I don't know if you can even find a 5 shot .45 long colt revolver...I've never seen one.
There is a 5 round .45 conversion cylinder made for some of the old cap and ball models. There a notch for the hammer so it doesn't rest on a live round. I am not 100% sure if this would be considered "legal" by any of the mounted shooting organizations. Unless you are really into old style pistols, you probably wouldn't have a rare configuration like this. I know several people with C&B pistols but none have the conversion kit.
Unless you already have the above, you are better just buying a .45 for mounted shooting.
New Rugers are about $600 now. Used around $500. An Uberti will cost a little less.
I was wondering how much are the close for this sport??
Clothes can be as expensive or inexpensive as you like. The "period" stuff can get costly quick. There are also companies which make patterns if you are handy with a sewing machine. I know a few folks who make their own clothes (mostly ladies). The do it yourself route can be very inexpensive.
Going with the "minimum" can also be inexpensive. CMSA and SASS both allow regular western shirts and modern 5-pocket jeans. If going this route, boots, a hat and chaps/chinks are required. To do away with the chaps/chinks requirement you need to wear "period" pants which you can find for around $60 new and less used.
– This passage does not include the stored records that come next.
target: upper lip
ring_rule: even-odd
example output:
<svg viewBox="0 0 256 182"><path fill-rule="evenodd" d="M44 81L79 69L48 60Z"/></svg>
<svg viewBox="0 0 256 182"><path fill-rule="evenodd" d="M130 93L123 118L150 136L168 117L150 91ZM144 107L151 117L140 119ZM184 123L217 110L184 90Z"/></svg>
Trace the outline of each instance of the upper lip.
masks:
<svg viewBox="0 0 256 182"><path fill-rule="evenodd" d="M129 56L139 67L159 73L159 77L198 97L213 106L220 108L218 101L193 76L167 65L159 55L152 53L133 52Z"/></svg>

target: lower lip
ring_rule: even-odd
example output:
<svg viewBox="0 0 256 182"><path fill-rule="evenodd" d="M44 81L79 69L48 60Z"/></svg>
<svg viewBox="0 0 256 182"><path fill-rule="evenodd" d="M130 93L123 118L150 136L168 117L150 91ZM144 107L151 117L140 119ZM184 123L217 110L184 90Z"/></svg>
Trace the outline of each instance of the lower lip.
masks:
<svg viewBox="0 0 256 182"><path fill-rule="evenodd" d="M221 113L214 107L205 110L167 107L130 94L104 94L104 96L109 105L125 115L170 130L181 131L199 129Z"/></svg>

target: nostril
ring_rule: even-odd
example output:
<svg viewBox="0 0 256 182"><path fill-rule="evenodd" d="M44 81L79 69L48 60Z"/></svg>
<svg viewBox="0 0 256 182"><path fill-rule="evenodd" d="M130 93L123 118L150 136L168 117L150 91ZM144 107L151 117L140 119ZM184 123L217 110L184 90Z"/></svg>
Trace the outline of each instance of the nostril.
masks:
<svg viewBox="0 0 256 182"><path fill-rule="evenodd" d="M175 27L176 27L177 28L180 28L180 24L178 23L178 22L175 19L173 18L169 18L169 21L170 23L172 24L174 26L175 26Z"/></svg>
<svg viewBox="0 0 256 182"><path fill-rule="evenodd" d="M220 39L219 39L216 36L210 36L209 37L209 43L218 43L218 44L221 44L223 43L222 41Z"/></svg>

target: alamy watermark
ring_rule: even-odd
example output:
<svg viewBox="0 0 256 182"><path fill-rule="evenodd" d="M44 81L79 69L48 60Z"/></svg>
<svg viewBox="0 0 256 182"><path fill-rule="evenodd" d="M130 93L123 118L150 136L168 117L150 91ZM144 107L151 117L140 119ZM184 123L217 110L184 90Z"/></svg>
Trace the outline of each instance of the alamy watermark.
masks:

If you are riding SASS, there is usually a little more leniency for new shooters at "local" matches. The rules say to give a new shooter about a year to get their entire "outfit" together. Check with your local club for their policy.
If you are riding MSA or CSA events, the dress code will be different. I don't have the MSA rules handy, but I _think_ you don't need chaps/chinks with jeans.
CSA allows clubs to set their own dress code, so check with your local club for details.
Remember that dress code usually only applies at sanctioned matches. You normally don't have to worry about it for clinics and practices.